Shannon seminar Room (Place du Levant 3, Maxwell Building, 1st floor) -- Tuesday, 11 February 2020 at 13:00 (45 min.)

Data fitting on manifolds: applications, challenges and solutions
Pierre-Yves Gousenbourger
11 December 2019

Storm trajectories prediction, birds migrations follow-up, rigid rotations of 3D objects, wind field estimation, model order reduction of superlarge parameter-dependent dynamical systems, MRI 3D body volumes reconstruction... All these applications have two things in common: first, they have a geometrical data-structure, i.e., the data lives on a (generally) Riemannian manifold; second, they can benefit of parameter(s)-dependent fitting methods somewhere in the process. If data fitting is a basic problem in the Euclidean space (where natural cubic splines and thin plates splines are the superstars in the domain), it become more intricate when data structure constrains the problem. This talk is an opportunity to present you an efficient, ready-to-use algorithm for data fitting on manifolds based on Bezier curves, applied to some of the aforementioned applications.

Ressources :

Euler seminar room (Room A.002, Euler Building, Avenue Georges Lemaître 4-6) -- Wednesday, 11 December 2019 at 11:00 (45 min.)
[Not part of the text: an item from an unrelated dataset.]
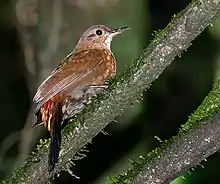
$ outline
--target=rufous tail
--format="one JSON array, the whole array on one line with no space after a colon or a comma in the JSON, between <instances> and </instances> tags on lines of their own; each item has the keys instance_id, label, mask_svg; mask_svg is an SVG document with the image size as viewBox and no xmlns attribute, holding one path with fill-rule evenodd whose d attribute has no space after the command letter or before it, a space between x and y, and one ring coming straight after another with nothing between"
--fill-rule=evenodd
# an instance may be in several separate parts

Tone-mapping for X-ray images
Tahani Madmad
6 November 2019

Inspecting X-ray images is an essential aspect for medical diagnosis and for nondestructive control of manufactured objects in the industrial field. However, X-ray images are characterized by a high dynamic range and a low contrast. Due to those characteristics, and the limitation of the human visual system, important aspects such as nodules, bones fractures, gas inclusions or other kind of defects and anomalies are difficult to identify for the human eyes. Through my presentation, I will first introduce the challenges of X-ray images visualization and give an insight into the state of the art. At a later stage, I will present the fusion framework I adopted to address this issue and then focus on an instance of this vision that led to a tone-mapping operator based on a bilateral histogram equalization. Finally, I will discuss the options I am considering to overcome the limitations of this tone-mapping algorithm and achieve the genericity needed to visualize highly contrasted X-ray images regardless of their content.
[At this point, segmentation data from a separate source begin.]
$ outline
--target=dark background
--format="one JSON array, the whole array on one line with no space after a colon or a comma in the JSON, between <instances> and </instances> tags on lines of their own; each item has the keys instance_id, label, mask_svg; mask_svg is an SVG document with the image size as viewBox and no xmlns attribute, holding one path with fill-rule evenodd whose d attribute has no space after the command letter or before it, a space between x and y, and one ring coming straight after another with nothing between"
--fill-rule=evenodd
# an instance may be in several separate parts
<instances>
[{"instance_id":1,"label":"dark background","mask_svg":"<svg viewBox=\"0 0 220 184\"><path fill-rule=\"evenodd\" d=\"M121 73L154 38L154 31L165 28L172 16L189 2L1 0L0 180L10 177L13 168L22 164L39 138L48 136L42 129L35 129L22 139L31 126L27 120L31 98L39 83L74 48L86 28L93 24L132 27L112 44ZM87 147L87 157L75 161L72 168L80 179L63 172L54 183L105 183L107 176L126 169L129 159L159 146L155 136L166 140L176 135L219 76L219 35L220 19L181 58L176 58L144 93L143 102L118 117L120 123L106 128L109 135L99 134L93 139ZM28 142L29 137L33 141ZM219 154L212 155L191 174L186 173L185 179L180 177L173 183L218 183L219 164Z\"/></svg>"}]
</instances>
Shannon Seminar Room (Place du Levant 3, Maxwell Building, 1st floor) -- Wednesday, 6 November 2019 at 11:00 (45 min.)

Can we scale open-source development by removing the need for iconic and self-sacrificing leaders?" (slides)
Simon Carbonnelle
2 October 2019

Today's most popular end-user applications are owned and controlled by private companies (e.g. Facebook, Youtube, Reddit, Gmail, Github,...).

Ressources :

Shannon Seminar Room, Place du Levant 3, Maxwell Building, 1st floor -- Wednesday, 2 October 2019 at 11:00 (45 min.)
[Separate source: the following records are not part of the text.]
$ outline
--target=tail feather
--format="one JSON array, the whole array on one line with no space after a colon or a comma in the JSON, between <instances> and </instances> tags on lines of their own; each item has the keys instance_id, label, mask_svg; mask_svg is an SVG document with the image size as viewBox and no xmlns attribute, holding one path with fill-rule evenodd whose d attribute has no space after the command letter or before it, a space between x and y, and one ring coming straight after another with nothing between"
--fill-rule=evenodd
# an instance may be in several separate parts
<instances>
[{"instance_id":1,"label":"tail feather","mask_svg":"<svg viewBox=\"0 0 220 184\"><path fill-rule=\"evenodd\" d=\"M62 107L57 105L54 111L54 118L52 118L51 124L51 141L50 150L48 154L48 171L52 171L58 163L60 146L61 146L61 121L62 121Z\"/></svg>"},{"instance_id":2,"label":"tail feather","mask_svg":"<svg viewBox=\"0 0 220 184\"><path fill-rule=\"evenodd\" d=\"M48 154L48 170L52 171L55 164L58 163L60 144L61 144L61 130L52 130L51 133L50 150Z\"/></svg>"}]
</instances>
An outlook on deep reinforcement learning
(invited talk) Dr Vincent François-Lavet (McGill University, Canada & Mila)
6 September 2019

Deep reinforcement learning is the combination of reinforcement learning (RL) and deep learning. This field of research has been able to solve a wide range of complex decision-making tasks that were previously out of reach for a machine. In this talk, I will provide an introduction to deep reinforcement learning models, algorithms and techniques. I will particularly focus on the aspects related to generalization of the learned policy to slightly different situations than the ones encountered during training.

Ressources :

Euler building (room A.002) -- Friday, 6 September 2019 at 11:00 (45 min.)